At the time, no experimental evidence had been found that contradicted the Standard Model, but it was clearly not complete, since it didn’t address certain fundamental questions. The task for theorists was to find a better theory that could.
Let’s keep in mind that the experimental evidence consists in the agreement of probabilities of measurement outcomes (predicted on the basis of previous measurement outcomes) with the observed probabilities. There is no evidence whatever of any kind of ontology beyond the correlations between measurement outcomes.
One of the key questions was regarding the origin and nature of mass. In the Standard Model, one conjectures the existence of something called a ‘Higgs field’ (named somewhat arbitrarily after Peter Higgs, one of several theorists responsible for the idea it implements). This field is responsible for giving particles their unique mass.
Again, keep in mind that mass is not weight or anything you can feel or otherwise perceive but a numerical parameter that contributes to determined the probabilities of measurement outcomes.
Unfortunately, in many ways, the Higgs field just highlights our ignorance; the mass of a particle is determined by a number that characterises how strongly it interacts with the Higgs field, but we have no idea where these numbers come from.
Just as we have no idea why there is anything, rather than nothing at all. But given that there is anything, rather than nothing at all, the existence of that numerical parameter can be predicted (though not its value in dimensionless units).
Another crucial question was why we have this specific pattern of forces and fundamental particles. In particular we’d like to be able to explain the charges of the fundamental particles, as well as the three different numbers that determine the strengths of the three forces.
So translate the question of “why we have this specific pattern of forces and fundamental particles” into why do those numbers have the values that they do. Numbers are one thing, ontology is quite another.

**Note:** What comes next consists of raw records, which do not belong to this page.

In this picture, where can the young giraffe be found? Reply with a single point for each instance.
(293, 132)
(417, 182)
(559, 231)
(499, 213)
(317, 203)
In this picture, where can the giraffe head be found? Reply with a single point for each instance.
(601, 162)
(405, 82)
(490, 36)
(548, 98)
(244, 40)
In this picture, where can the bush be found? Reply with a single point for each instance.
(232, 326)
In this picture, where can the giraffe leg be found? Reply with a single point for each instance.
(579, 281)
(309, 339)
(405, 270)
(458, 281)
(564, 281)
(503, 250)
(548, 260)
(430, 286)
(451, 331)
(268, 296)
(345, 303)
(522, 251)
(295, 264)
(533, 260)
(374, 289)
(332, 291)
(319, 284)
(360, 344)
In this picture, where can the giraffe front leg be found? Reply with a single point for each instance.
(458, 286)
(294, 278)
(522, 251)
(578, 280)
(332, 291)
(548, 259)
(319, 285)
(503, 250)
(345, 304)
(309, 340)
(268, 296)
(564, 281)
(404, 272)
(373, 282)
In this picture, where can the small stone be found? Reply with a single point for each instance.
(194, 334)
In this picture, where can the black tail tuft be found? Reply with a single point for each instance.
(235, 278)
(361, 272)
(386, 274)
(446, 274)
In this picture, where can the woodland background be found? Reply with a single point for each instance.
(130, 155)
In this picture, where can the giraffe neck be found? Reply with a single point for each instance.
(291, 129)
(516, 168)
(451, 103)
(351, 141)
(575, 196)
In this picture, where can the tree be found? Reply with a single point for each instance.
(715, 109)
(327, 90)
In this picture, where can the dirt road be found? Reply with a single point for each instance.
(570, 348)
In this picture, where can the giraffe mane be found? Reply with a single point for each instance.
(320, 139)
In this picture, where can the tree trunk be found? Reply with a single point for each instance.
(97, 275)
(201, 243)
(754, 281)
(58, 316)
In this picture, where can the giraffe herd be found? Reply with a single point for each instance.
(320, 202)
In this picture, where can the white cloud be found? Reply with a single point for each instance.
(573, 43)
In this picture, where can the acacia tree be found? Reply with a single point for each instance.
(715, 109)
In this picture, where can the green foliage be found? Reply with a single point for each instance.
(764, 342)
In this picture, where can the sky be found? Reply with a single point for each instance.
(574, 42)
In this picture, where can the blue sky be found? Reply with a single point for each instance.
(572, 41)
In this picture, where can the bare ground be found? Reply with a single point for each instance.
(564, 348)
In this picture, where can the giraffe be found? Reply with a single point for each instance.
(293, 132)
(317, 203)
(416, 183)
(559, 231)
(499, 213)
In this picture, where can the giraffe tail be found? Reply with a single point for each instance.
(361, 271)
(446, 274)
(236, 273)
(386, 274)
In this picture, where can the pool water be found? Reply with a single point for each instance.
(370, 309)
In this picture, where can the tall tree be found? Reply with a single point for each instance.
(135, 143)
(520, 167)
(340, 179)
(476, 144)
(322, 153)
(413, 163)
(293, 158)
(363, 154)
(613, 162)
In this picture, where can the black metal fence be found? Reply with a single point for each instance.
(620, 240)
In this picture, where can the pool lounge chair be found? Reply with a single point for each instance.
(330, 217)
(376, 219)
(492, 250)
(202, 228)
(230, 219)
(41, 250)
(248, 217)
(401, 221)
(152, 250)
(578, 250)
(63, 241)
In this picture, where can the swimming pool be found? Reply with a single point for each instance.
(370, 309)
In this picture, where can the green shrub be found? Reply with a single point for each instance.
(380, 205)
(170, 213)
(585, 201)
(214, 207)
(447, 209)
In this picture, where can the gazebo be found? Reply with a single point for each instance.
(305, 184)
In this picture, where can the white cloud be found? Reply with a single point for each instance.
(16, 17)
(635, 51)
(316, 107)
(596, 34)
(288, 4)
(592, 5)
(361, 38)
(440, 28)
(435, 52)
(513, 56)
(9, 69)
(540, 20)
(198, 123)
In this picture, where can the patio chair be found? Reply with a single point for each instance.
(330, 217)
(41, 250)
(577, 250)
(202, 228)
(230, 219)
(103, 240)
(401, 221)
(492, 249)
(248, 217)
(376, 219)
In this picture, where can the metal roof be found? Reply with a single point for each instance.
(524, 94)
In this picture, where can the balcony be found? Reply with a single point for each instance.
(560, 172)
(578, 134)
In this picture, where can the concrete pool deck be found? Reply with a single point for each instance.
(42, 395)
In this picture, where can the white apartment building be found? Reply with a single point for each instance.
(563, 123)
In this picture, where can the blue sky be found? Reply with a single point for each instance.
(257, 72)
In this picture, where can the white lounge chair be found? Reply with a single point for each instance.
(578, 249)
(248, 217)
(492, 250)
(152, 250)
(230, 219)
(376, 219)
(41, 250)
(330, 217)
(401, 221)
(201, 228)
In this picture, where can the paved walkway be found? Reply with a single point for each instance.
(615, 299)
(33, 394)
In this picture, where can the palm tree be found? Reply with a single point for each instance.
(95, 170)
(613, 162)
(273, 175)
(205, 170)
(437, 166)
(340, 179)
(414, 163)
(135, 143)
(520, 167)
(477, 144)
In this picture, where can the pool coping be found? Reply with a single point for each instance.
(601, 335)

Then there’s the question of the mysterious fourth force: gravity. We have an excellent theory of this force – Einstein’s theory of general relativity – but this theory doesn’t mesh with quantum mechanics, and there appears to be a problem of inherent inconsistency in treating one of the forces differently than the other three.
We’ll let this pass.
What neither my fellow student nor I would ever have guessed during our graduate student days was that, in our middle age some 25 years later, we’d be no closer to answering any of these questions, and ever more speculative attempts to find such answers would have taken on some of what used to be the characteristics of the fringes of science.
How did this situation come about, and what are the prospects for it changing before my friend and I drift off into senility? By far the most important factor is that the Standard Model has turned out to be simply too successful. Clearly, having a beautiful, mathematically sophisticated theory that predicts exactly what every new experiment will see is something physicists should be proud of. However, had the Standard Model catastrophically failed somewhere along the line, at least it would have given physicists a starting point for a new approach.
Instead, as each new generation of accelerators has been turned on, with the ability to explore higher and higher energy ranges – or equivalently, shorter and shorter distances – experimentalists have found exactly what the Standard Model predicts. Every time. (There has been just one minor surprise: that neutrinos are massive. But this discovery didn’t contradict the model, and eventually did little more than add to the list of masses we don’t understand.) As a scientific field, fundamental particle physics has become very much a victim of its own success.
This appears to be the difference between business and science. In science success is bad.